Der lernbehinderte Ali B. wisse gar nicht, was eine Hochzeit sei. Deshalb sei er auch gar nicht in der Lage, zuzustimmen. Doch die Eltern warfen dem Sozialarbeiter vor, ihre Kultur nicht zu respektieren. Nachdem der Sozialarbeiter seinen Vorgesetzten informiert hatte, beschlossen beide, gemeinsam zu den Eltern zu gehen, doch sie kamen zu spät. Ali B. war bereits auf dem Weg zu seiner Hochzeit.
Seit 2008 ist es in Großbritannien ein Rechtsverstoß, Menschen ohne deren Einverständnis zu verheiraten oder sie in eine Heirat zu zwingen - ganz gleich ob sie behindert sind oder nicht. Nun plant die britische Regierung die Zwangsheiraten unter Strafe zu stellen und sie zu einer eigenen Straftat zu machen, bei der sogar Gefängnis droht.
"Es geht nicht darum, Menschen das Heiraten zu verbieten"
Allein zwischen 2011 und 2012 wurden landesweit 114 Fälle von Hochzeiten bekannt, bei denen Braut oder Bräutigam eine so schwere Beeinträchtigung hatten, dass sie nicht in der Lage waren, einer Hochzeit zuzustimmen, aber dennoch verheiratet wurden.
###mehr-artikel### "Es geht nicht darum, Menschen mit Lernschwierigkeiten das Heiraten zu verbieten", sagt Rachael Clawson, Wissenschaftlerin an der Universität von Nottingham. Sie erforscht die Hintergründe von Zwangsheiraten von behinderten Menschen und berät die Regierung beim Erlassen von Richtlinien. "Natürlich sollen auch Menschen mit Lernschwierigkeiten heiraten können, wenn sie ermessen können, was eine Hochzeit bedeutet. Aber eine Hochzeit, ohne dass jemand die geistigen Fähigkeiten hat, dieser zuzustimmen, ist immer rechtswidrig."

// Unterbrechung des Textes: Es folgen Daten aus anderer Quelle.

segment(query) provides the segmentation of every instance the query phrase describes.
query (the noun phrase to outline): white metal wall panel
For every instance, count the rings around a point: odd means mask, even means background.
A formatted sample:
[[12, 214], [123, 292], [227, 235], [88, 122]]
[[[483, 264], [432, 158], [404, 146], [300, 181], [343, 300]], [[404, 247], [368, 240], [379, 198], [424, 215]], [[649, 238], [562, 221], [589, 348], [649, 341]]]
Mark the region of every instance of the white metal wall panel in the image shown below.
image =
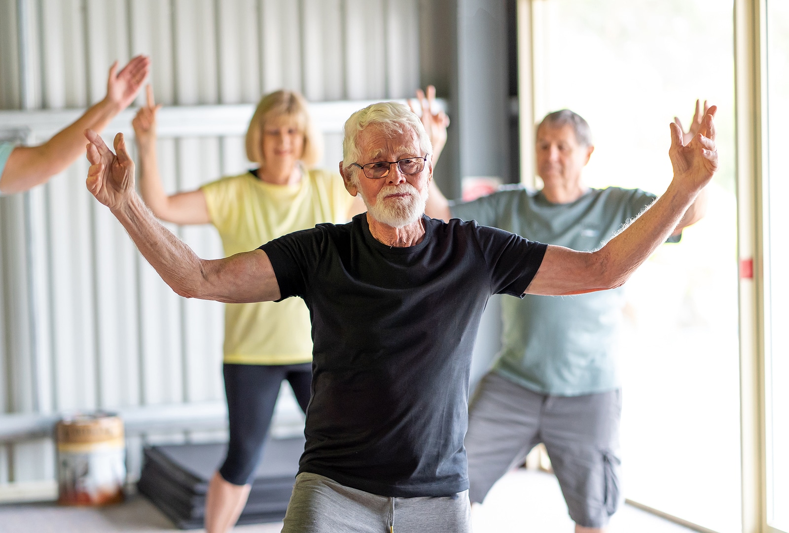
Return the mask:
[[387, 97], [408, 98], [419, 87], [417, 0], [386, 3]]
[[[175, 103], [172, 5], [162, 0], [133, 0], [129, 11], [131, 54], [145, 54], [152, 58], [148, 81], [154, 95], [158, 102], [171, 106]], [[144, 104], [144, 93], [137, 102]]]
[[[417, 0], [19, 3], [22, 17], [17, 0], [0, 0], [0, 109], [84, 107], [103, 97], [113, 61], [140, 53], [168, 106], [254, 103], [281, 88], [312, 101], [401, 98], [418, 85]], [[341, 136], [325, 138], [323, 163], [334, 170]], [[170, 192], [249, 165], [238, 135], [157, 147]], [[43, 187], [0, 199], [0, 424], [2, 413], [222, 399], [222, 305], [185, 300], [161, 281], [85, 191], [87, 166], [80, 159]], [[168, 227], [201, 255], [222, 255], [210, 226]], [[143, 442], [221, 434], [130, 437], [130, 471]], [[53, 460], [48, 439], [0, 445], [0, 485], [51, 479]]]
[[346, 98], [342, 0], [303, 0], [304, 95], [312, 102]]
[[345, 4], [345, 74], [348, 99], [386, 98], [386, 2], [346, 0]]

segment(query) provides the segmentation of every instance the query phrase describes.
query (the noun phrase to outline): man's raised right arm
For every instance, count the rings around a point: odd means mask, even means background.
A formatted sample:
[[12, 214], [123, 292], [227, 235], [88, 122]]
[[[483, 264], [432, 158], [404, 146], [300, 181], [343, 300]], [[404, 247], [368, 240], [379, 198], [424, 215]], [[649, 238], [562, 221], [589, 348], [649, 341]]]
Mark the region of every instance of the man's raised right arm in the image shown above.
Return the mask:
[[222, 259], [202, 259], [156, 220], [134, 189], [134, 162], [123, 135], [115, 136], [114, 154], [95, 132], [90, 141], [92, 166], [86, 184], [96, 199], [110, 208], [126, 229], [140, 253], [178, 294], [187, 298], [226, 303], [279, 299], [279, 285], [268, 256], [262, 250]]

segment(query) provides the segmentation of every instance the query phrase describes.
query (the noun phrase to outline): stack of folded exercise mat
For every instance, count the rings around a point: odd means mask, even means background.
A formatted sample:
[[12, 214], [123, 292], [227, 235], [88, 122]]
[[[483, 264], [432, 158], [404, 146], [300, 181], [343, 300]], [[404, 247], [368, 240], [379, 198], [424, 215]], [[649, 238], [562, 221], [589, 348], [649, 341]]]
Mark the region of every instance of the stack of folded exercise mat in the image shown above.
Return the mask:
[[[290, 499], [304, 438], [269, 439], [238, 524], [277, 522]], [[208, 481], [225, 457], [225, 444], [148, 446], [137, 490], [181, 529], [203, 527]]]

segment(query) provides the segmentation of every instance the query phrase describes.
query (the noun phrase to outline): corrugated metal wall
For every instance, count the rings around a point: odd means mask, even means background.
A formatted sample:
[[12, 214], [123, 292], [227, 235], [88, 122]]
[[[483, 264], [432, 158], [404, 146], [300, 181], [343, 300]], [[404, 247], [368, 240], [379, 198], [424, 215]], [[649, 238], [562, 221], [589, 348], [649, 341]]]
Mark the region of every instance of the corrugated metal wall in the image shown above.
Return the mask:
[[[152, 58], [155, 94], [167, 106], [254, 102], [282, 87], [313, 101], [406, 97], [420, 83], [420, 9], [418, 0], [0, 0], [0, 108], [84, 107], [104, 95], [113, 60], [140, 53]], [[327, 139], [333, 154], [338, 140]], [[170, 191], [248, 165], [237, 136], [163, 139], [159, 149]], [[0, 199], [0, 413], [220, 400], [222, 306], [162, 282], [85, 190], [87, 166]], [[211, 228], [172, 229], [202, 256], [222, 255]], [[47, 439], [0, 445], [0, 483], [51, 479], [53, 460]]]

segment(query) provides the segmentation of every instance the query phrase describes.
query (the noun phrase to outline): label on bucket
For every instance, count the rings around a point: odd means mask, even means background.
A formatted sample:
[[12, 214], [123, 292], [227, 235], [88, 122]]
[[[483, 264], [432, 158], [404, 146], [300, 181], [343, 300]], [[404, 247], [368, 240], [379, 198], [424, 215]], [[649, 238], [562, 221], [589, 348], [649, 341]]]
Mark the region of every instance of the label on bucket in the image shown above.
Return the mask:
[[77, 415], [57, 427], [60, 504], [101, 505], [123, 500], [123, 423], [108, 413]]

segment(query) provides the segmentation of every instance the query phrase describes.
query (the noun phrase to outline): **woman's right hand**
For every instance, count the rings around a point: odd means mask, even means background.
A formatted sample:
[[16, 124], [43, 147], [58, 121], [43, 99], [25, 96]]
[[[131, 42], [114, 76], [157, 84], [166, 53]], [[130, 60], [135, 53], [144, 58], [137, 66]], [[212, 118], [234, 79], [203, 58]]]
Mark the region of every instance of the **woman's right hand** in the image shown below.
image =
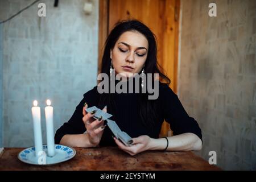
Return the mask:
[[[85, 109], [88, 107], [88, 104], [85, 104], [82, 108], [82, 114], [84, 115], [82, 121], [85, 125], [90, 144], [93, 146], [96, 146], [100, 143], [106, 126], [104, 125], [104, 122], [102, 118], [95, 119], [93, 117], [95, 113], [87, 113], [85, 111]], [[106, 107], [104, 107], [102, 110], [106, 113]]]

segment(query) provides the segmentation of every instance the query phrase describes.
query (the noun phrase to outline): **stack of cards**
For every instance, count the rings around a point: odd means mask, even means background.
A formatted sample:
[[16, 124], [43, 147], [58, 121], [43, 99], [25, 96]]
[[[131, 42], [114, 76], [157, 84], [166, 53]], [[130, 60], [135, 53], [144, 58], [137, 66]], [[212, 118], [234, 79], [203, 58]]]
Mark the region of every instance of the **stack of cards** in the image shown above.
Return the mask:
[[126, 146], [130, 146], [133, 143], [133, 140], [127, 133], [122, 131], [115, 121], [107, 119], [107, 125], [110, 130], [117, 139], [119, 139]]
[[94, 119], [96, 119], [99, 118], [101, 116], [102, 116], [103, 120], [106, 120], [107, 119], [109, 118], [112, 116], [112, 114], [104, 112], [103, 110], [98, 109], [96, 106], [87, 108], [85, 109], [85, 110], [86, 111], [87, 113], [90, 113], [91, 111], [96, 110], [96, 113], [95, 113], [95, 114], [93, 116], [93, 118], [94, 118]]
[[96, 106], [87, 108], [85, 110], [88, 113], [96, 110], [96, 112], [93, 116], [94, 119], [97, 119], [102, 116], [103, 120], [106, 120], [108, 126], [117, 139], [120, 139], [126, 146], [130, 146], [131, 145], [133, 140], [131, 139], [131, 136], [125, 132], [122, 131], [115, 121], [111, 119], [108, 119], [112, 116], [112, 114], [107, 113]]

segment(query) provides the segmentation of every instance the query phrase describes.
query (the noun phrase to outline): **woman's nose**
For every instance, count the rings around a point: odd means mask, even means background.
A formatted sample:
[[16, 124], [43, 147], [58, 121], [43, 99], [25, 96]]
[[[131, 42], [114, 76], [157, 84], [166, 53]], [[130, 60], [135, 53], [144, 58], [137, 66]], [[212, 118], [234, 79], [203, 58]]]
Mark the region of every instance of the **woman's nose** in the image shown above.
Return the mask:
[[134, 54], [133, 53], [133, 52], [131, 51], [129, 53], [127, 57], [126, 58], [126, 60], [129, 62], [134, 62]]

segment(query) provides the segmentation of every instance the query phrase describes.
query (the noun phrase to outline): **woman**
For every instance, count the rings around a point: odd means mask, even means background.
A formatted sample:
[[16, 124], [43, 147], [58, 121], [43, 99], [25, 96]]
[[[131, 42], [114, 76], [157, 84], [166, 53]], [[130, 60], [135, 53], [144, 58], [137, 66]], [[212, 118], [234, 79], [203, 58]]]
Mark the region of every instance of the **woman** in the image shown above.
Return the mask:
[[[156, 53], [155, 36], [146, 26], [138, 20], [118, 23], [106, 41], [101, 73], [110, 76], [114, 69], [115, 75], [122, 73], [128, 80], [134, 77], [131, 73], [158, 73], [158, 78], [167, 83], [159, 82], [155, 100], [148, 100], [148, 92], [99, 93], [95, 86], [84, 94], [71, 119], [57, 130], [56, 143], [81, 147], [117, 145], [131, 155], [146, 150], [200, 150], [201, 129], [168, 87], [170, 80], [160, 71]], [[146, 75], [140, 83], [147, 77]], [[153, 77], [150, 81], [158, 78]], [[86, 112], [86, 108], [93, 106], [113, 115], [110, 119], [132, 138], [131, 146], [113, 137], [104, 121], [94, 119], [93, 113]], [[159, 138], [164, 119], [174, 136]]]

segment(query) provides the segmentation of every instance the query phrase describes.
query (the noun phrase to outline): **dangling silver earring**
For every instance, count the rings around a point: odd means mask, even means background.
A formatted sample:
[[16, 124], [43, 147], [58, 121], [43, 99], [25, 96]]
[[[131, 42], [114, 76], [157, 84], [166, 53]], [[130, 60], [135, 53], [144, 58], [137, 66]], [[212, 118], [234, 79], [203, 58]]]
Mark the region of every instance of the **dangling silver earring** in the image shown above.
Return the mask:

Für die Eltern gibt es viele Gründe, warum sie ihre behinderten Kinder verheiraten. Weil viele dieser Fälle in Einwandererfamilien vorkommen, seien es oft kulturelle Hintergründe, die zu einer Zwangsehe führen, sagt Clawson. Nicht selten gehe es auch um ein Problem mit der Aufenthaltserlaubnis, das mittels Hochzeit gelöst werden soll.

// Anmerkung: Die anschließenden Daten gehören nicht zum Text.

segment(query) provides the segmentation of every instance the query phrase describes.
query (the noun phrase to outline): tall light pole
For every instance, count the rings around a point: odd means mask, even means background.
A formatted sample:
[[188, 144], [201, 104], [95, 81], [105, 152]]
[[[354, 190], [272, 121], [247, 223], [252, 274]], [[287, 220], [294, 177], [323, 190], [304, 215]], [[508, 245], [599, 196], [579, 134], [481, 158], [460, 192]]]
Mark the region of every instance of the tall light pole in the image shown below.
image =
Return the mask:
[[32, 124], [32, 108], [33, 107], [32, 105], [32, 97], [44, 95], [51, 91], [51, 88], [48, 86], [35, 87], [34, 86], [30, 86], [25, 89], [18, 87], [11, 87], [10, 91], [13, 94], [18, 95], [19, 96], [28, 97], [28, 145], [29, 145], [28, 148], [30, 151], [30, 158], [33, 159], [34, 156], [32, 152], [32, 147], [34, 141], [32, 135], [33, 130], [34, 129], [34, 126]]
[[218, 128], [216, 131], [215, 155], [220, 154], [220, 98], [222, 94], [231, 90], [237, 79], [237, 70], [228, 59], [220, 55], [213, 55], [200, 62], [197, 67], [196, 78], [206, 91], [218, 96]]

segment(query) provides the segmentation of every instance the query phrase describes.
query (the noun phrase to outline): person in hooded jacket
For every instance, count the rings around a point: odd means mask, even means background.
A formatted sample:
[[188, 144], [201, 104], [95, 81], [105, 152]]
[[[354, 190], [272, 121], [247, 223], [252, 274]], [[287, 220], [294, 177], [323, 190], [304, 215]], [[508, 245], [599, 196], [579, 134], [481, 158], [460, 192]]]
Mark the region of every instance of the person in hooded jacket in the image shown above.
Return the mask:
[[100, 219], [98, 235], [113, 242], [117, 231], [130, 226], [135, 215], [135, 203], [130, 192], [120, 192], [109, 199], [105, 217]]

Ehepartnerin wird zur Pflegerin
"Häufig wollen die Eltern einfach nur einen Pfleger oder eine Pflegerin für ihr behindertes Kind organisieren, weil sie sich nicht im Stande fühlten, weiterhin selbst die Pflege zu übernehmen oder sich Sorgen machten, was passiert, wenn sie nicht mehr am Leben sind", sagt Cris McCurley. Sie ist Anwältin in der Kanzlei Ben Hoare Bell im nordenglischen Sunderland. Sie vertritt Opfer von Zwangshochzeiten, darunter auch viele behinderte Menschen.

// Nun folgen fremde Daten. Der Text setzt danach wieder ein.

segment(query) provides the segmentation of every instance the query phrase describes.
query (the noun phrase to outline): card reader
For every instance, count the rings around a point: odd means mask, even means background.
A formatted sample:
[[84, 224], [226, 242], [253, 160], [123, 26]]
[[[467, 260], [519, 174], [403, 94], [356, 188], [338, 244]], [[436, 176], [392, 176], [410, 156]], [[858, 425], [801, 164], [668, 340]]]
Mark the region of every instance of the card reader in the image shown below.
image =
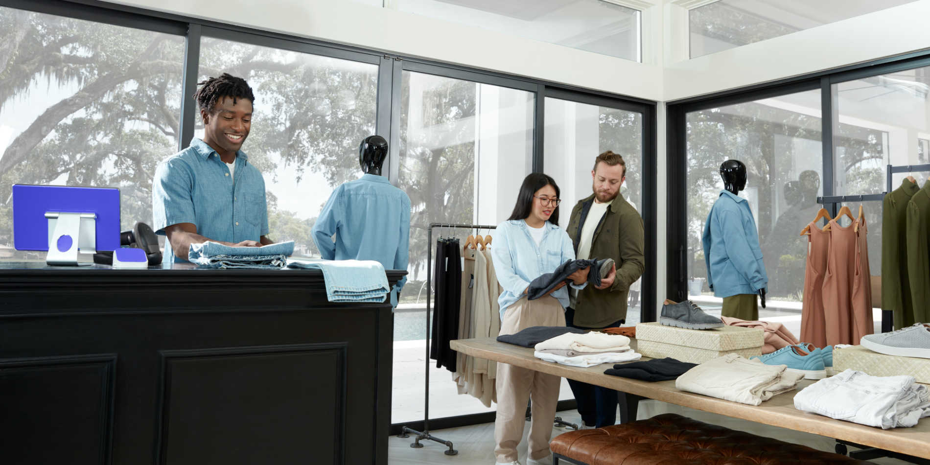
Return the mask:
[[145, 250], [136, 247], [122, 247], [113, 250], [114, 269], [141, 269], [149, 268], [149, 259], [145, 256]]

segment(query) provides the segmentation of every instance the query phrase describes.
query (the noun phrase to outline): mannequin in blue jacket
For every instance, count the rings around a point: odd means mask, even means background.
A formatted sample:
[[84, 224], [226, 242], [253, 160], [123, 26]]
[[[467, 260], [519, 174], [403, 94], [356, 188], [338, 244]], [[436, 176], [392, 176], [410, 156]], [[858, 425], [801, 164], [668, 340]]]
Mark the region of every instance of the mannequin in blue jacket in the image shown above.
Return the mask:
[[756, 296], [765, 308], [768, 276], [749, 202], [737, 195], [746, 187], [746, 165], [727, 160], [720, 166], [720, 176], [724, 190], [711, 208], [702, 237], [707, 280], [714, 296], [724, 298], [724, 316], [755, 321]]

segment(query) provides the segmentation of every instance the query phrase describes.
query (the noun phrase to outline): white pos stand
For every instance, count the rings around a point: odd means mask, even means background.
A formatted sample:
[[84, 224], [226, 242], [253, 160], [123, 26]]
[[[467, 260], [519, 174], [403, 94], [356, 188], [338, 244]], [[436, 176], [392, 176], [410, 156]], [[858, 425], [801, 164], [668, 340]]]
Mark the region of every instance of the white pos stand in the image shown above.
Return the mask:
[[97, 215], [94, 213], [46, 212], [48, 220], [49, 265], [77, 265], [77, 251], [97, 253]]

"In vielen Fällen haben sich Braut und Bräutigam vor der Zeremonie nie getroffen, sitzen nebeneinander bei der Hochzeit, sprechen nicht miteinander, schauen geradeaus, bekommen Kuchen und Geld und wissen nicht, ob ihr Ehemann oder die Ehefrau eine Behinderung hat", sagt McCurley. In einem ihrer Fälle hatte das Paar per Telefon geheiratet. Die Frau im Ausland ahnte nicht, dass sie zur Pflegerin für ihren künftigen Ehemann werden sollte.
"Es ist wichtig, dass die Betroffenen eine Wahl haben"
Anders als in Deutschland akzeptiert Großbritannien in den meisten Fällen Ehen, die auf Basis der Gesetze eines anderen Landes geschlossen wurden. Ist die Ehe erst einmal geschlossen, kämpft McCurley für ihre Mandanten, diese gegebenenfalls annullieren zu lassen. Mit den von Clawson erarbeiteten Richtlinien sollen vor allem Sozialarbeiter, Hausärzte und Lehrer geschult werden, um die umstrittenen Hochzeiten zu verhindern.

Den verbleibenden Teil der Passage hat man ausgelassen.